Welcome to Flores a place I’d describe as nothing special as towns go. The main reason for being her is that Flores is used as the primary jumping off point for trips to the magnificent Tikal ruins, or for crossing the Belizean or Mexican borders. Based on that point you can always find a steady stream of travellers going where you're going or having just come back from it. Hostel Los Amigos is the recommendation here, started by 2 Dutch travellers. Again it’s another laid back place with hammocks adorning many a corner but also serves great food (even I struggled to finish their spaghetti bolognese!) and is definitely the spot to be to find a people and a great atmosphere. I am feeling really old though as I'm hanging out with an English girl and some Israelis that I met in El Retiro and the Israelis are all fresh out of the army and all 22!
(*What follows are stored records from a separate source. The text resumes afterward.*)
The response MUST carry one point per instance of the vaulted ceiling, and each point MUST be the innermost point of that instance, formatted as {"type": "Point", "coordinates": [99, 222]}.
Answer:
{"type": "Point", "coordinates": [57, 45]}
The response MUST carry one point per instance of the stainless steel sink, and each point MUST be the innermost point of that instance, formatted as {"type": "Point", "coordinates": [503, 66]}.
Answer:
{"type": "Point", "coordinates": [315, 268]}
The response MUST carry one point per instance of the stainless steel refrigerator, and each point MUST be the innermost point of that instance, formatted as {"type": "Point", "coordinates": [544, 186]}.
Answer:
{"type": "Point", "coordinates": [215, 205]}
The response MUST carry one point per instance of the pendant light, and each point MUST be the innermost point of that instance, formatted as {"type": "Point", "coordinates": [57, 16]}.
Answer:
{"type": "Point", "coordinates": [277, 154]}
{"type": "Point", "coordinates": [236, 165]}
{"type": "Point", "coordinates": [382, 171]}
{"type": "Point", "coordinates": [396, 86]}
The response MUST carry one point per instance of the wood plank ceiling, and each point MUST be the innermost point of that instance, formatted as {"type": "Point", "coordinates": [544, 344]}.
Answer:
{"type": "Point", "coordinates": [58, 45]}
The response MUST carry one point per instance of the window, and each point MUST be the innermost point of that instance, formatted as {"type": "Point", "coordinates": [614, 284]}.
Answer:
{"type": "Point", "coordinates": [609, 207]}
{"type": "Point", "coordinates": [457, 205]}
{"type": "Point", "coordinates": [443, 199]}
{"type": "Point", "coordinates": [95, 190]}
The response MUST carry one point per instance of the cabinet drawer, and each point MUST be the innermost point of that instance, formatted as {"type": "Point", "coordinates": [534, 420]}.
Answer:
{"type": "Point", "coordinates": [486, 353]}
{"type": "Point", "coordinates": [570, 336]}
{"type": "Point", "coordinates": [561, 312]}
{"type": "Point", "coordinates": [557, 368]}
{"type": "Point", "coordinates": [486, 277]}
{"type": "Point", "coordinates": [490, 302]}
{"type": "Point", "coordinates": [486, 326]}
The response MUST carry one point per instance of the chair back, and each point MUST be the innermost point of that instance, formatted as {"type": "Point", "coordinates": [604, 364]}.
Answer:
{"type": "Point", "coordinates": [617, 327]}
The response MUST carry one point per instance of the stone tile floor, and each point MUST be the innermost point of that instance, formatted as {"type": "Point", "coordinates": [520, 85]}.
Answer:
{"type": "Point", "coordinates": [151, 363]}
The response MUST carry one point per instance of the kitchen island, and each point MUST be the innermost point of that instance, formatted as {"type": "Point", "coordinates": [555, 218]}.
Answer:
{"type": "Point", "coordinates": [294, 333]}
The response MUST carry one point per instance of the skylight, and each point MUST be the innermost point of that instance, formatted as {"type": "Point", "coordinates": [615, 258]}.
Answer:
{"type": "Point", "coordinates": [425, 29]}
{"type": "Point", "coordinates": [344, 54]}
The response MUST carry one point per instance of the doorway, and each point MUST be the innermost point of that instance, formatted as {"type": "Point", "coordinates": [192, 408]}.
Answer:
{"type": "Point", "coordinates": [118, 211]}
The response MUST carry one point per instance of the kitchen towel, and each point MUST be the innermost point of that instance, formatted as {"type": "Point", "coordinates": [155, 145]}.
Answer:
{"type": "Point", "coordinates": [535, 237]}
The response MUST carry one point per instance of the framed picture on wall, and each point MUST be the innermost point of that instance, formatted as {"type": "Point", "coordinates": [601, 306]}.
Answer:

Meet up with my Ozzie friend Tamara whose just finished in Xela and we decided to travel for a few days together starting off with the ruins at Tikal. We opted to stay in Tikal park itself at the Tikal Inn which was 'flashpacking' as it was a little bit, okay quiet a lot more than the standard backpacker budget but we felt it was justified as it meant you could catch the sunset and stay late in the park. Nothing to do with the fact that it had a pool, nice bungalows and hot water.
We were forced to take a swim and chill by the pool waiting for 3pm to swing round as tickets for the park bought after 3pm are valid for the next day too...see we still were economising!
For me sunset was definitely better than the sunrise as we were 2 of about 20 people watching the sun go down from the top of the pyramid Mundo Perdido (Lost world). It's at this point that I have to give the Mayans credit for their ingenuity and engineering prowess to build these incredible structures, but I do have a tiny little gripe with their overall design. The sun went down over the one section where there were no pyramids in the foreground, just dense forest. I mean you would have thought that they could have consulted a landscape designer who would have told them to place a pyramid or 2 in line with the setting sun saying "I tell you, in a few 1000 years, you'll make a killing with the tourists wanting to check out this view, trust me".
Unfortunately there must have been no consultation thus that meant no sunset photos with pyramids in the foreground but the scenery and flying assortment of toucans, macaws and parrots were still a delight to see. Because we were staying in the park we were the last ones off the pyramid and as it was dark we ended up chatting to the guard who walked up back home as he knew the way, besides he was carrying a shotgun so we felt safe in case we were attacked by those pesky parrots or killer toucans.
As I said sunrise was a little disappointing as it was very foggy so you couldn't see anything - seems this is typical 80% of the time but the guided tour afterwards was very informative.
We went solo afterwards and can proudly say we did something contrary to the Lonely Planets advice. In the Tikal section there is a large highlighted block warning against solo trips to the remote Temple of Inscriptions due to incidents of robbery, etc... against tourists. After checking with the locals we decided to go anyway and besides I had shoes on and Tamara sandals so I figured I could run faster than her...hey chivalry has no place in the jungle guys!
These are the first ruins I've seen on my journey and by all accounts from what I've read and heard from other travellers it's one of the best and I can confirm Tikal is definitely worth a visit. Just bring lots of water, sun cream (if you need it) and if you can try and spend the night in the park - the sunset on top of a pyramid is definitely worth the expense.